To address these issues, we develop a technique for high-resolution, simultaneous measurements of velocity and density in stratified flows, and thereby extract properties including kinetic and potential energies, as well as trapped core size, circulation and density structure. We complement these results with numerical simulations, which agree closely with our experiments. To overcome issues affecting theoretical models, we introduce a method whose convergence is guaranteed, and develop an extension accounting for viscous boundary layer effects.

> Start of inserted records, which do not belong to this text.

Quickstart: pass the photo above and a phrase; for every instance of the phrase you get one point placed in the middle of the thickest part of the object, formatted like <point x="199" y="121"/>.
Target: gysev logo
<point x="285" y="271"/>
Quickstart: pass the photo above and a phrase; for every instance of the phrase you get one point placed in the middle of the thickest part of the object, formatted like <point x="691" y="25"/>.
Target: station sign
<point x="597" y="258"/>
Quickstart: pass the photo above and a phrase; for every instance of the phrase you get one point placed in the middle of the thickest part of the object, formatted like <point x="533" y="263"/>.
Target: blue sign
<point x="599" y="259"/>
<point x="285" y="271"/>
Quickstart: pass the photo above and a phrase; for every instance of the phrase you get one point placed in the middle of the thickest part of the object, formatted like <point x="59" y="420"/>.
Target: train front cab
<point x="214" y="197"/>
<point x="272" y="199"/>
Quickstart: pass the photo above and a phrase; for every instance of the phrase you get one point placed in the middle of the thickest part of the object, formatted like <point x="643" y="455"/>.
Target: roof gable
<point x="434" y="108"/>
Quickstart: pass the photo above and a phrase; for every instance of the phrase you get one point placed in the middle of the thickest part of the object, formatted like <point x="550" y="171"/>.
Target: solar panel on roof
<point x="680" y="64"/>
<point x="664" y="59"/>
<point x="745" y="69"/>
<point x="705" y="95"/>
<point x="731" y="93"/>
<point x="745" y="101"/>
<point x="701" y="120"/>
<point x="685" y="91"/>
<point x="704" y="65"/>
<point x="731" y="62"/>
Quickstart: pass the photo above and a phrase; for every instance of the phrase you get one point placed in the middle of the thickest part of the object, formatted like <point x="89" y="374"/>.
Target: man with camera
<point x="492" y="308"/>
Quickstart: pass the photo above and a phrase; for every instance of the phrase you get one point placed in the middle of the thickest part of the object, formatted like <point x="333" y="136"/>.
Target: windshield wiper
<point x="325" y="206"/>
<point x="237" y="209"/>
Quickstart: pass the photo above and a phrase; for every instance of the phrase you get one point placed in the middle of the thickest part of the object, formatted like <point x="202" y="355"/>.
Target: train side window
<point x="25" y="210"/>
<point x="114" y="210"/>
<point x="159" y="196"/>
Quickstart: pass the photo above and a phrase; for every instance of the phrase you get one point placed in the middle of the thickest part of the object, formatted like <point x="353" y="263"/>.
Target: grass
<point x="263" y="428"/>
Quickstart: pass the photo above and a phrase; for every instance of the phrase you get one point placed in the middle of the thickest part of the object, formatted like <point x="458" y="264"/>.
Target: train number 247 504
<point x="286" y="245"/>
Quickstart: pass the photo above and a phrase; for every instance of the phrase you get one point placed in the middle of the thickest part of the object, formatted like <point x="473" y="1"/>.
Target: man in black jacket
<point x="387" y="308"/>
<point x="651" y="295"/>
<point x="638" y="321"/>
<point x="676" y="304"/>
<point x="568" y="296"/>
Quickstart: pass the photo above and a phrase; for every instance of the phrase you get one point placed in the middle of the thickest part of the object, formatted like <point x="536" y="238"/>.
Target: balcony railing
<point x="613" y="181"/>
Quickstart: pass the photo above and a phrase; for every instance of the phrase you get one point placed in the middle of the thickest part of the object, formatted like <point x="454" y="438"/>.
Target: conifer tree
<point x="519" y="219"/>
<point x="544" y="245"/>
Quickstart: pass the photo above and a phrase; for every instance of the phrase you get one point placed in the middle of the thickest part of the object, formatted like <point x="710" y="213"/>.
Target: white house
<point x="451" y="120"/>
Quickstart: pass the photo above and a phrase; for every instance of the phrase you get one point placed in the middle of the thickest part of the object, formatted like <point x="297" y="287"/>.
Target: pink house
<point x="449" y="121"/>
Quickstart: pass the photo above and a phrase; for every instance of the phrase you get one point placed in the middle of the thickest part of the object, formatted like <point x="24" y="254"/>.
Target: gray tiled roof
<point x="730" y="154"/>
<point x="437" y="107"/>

In the second part of our talk, we describe our ongoing research on the aerodynamics of large wind farms. While wind turbines are designed in isolation, they are often deployed in arrays comprising hundreds of units, where interactions lead to drastic (up to 40%) losses in power output (Barthelmie et al. 2010). Remarkably, while a theoretical maximum has long been established for the output of a single turbine (corresponding to the classical Betz limit; e.g. Jamieson 2011), no corresponding theory appears to exist for a general, large wind farm.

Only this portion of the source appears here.